THE following story is of the simplest character, purposely so designed. It has no “abnormal” or “neurotic” episodes; no “problems” and no “psychoanalysis.” Its “sentiment” is of an ordinary, everyday type, common to quiet English homes where the “sensational” press finds no admittance, and where a girl may live her life as innocent of evil as a rose;—where even the most selfish of cynical “philosophers” may gradually evolve something better than Self. There are no “thrills,” no “brain storms,” no “doubtful moralities”—no unnatural overstrained “emotionalisms,” whatever. The personages who figure in the tale are drawn absolutely from life—“still life” I might call it—and are fit to make the acquaintance of any “Young Person” of either sex. I have hopes that the “Philosopher,” though selfish, may be liked, when he is known, for his unselfishness,—and that the “Sentimentalist” may waken a sister-sympathy among those many charming women, who though wishing to be gentle and just to their admirers, do not always know their own minds in affairs of love. Whether my heroine chose the right partner for life is for my readers to determine. I myself am not more sure about it than she was!
M. C.
LOVE,—AND THE PHILOSOPHER
CHAPTER I
“YOU women are always so sentimental!” said the Philosopher, leaning back in a comfortable garden chair and lazily flicking off the ash from an excellent cigar;—“You overdo the thing. You carry every emotion to an extreme limit. It shows a lamentable lack of judgment.”

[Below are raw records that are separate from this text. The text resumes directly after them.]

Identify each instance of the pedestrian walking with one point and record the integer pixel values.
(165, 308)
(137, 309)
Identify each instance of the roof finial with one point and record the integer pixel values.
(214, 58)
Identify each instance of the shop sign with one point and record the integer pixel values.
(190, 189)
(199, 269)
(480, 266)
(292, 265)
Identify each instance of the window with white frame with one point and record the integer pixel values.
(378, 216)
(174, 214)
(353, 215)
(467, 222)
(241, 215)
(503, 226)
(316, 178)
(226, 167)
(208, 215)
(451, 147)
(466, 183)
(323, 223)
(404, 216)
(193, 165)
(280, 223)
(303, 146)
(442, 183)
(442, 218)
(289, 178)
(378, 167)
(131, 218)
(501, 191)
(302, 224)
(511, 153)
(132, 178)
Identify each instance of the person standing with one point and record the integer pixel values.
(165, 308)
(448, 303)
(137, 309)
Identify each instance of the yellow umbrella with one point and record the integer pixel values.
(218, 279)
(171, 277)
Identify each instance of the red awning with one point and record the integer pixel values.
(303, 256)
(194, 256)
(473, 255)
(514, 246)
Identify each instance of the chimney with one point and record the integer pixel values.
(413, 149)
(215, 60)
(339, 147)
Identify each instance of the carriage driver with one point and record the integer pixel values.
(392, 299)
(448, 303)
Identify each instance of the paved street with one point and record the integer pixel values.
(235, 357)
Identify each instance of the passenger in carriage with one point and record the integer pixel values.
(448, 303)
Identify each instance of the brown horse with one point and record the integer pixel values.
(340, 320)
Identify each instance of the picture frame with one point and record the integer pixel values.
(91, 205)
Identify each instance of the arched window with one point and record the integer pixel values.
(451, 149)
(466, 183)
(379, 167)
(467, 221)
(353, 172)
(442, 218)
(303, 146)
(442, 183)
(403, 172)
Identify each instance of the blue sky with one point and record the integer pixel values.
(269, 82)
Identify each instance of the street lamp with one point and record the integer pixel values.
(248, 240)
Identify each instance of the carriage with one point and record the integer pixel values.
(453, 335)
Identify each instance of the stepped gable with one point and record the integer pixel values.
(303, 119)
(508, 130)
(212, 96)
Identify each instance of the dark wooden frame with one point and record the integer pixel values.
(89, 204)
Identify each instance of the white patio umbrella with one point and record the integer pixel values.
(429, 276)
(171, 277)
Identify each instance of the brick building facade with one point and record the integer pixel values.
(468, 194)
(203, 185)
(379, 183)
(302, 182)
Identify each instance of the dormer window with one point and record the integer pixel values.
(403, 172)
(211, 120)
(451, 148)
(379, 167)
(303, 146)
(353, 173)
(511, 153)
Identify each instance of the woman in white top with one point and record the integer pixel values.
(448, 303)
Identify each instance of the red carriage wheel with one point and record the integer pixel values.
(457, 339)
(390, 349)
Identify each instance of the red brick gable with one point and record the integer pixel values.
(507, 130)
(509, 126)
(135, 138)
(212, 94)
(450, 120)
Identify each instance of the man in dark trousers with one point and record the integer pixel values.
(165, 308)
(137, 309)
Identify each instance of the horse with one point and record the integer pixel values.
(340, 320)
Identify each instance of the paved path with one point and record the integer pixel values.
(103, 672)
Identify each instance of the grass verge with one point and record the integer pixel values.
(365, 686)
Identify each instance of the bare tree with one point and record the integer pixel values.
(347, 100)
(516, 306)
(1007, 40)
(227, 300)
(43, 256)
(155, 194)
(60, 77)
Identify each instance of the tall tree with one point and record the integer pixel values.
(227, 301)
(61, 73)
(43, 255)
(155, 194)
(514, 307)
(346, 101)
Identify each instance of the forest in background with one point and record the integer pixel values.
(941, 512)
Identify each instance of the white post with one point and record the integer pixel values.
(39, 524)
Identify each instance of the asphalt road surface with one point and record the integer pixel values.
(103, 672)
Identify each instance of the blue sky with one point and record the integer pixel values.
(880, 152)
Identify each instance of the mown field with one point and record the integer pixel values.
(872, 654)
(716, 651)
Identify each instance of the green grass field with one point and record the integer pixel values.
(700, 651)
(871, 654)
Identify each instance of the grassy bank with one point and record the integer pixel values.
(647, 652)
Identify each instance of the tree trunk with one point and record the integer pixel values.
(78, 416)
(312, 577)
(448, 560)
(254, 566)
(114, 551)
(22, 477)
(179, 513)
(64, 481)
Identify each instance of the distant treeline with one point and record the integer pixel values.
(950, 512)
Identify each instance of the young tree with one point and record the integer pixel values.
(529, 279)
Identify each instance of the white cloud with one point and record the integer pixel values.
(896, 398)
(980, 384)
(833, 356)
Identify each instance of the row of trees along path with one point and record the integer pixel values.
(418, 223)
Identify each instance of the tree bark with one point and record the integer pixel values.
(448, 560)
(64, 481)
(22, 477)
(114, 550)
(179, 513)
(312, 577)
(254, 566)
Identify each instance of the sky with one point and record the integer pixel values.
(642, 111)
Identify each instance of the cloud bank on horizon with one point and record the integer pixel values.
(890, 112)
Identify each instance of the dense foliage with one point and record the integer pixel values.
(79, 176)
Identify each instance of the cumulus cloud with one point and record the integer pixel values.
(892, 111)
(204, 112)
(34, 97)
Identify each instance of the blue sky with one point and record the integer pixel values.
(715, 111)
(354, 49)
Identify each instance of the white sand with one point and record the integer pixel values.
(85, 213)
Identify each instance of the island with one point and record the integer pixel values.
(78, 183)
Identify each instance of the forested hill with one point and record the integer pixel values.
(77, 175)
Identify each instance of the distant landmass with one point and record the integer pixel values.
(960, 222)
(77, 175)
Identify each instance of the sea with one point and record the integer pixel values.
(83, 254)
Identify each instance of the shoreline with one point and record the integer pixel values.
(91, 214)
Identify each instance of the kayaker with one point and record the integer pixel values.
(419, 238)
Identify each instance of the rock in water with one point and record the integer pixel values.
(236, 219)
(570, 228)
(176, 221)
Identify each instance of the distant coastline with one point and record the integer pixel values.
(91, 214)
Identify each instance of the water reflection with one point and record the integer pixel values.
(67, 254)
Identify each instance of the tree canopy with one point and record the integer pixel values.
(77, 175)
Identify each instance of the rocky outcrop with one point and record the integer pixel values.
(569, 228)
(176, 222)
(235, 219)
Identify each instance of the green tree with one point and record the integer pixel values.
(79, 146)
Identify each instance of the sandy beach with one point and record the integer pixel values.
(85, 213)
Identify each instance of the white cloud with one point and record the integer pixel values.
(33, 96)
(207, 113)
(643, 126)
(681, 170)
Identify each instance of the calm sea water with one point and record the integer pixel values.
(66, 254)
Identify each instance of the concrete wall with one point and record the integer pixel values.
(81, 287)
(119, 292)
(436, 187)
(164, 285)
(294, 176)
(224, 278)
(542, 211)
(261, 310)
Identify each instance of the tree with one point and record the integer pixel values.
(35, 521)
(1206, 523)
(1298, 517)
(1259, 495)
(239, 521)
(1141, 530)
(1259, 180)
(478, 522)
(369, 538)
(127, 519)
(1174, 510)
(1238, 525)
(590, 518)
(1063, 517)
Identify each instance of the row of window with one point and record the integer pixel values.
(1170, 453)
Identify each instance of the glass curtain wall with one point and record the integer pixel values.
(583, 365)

She listened to him with the tiniest quiver of a smile, but offered no reply. She did not even look at the Philosopher. There were many other things which (apparently) engaged her attention, so that unless you knew her very well, you might have said she was not even aware of the Philosopher’s existence. This would have been a mistake,—but no matter! However, there was the garden, to begin with. It was a lovely garden, full of sweet-smelling, old-fashioned flowers. There were roses in such lavish quantity that they seemed to literally blaze upon the old brick walls and rustic pergolas which surrounded and hemmed in the numerous beds and borders set in among the grass. Then there were two white doves strutting on the neatly kept path and declaring their loves, doubts or special mislikings in their own curiously monotonous manner. There was also a thrush perched on a spray of emerald green leaves and singing to his own heart’s content, oblivious of an audience. All these trifles of a summer’s day pleased her;—but then, she was easily pleased.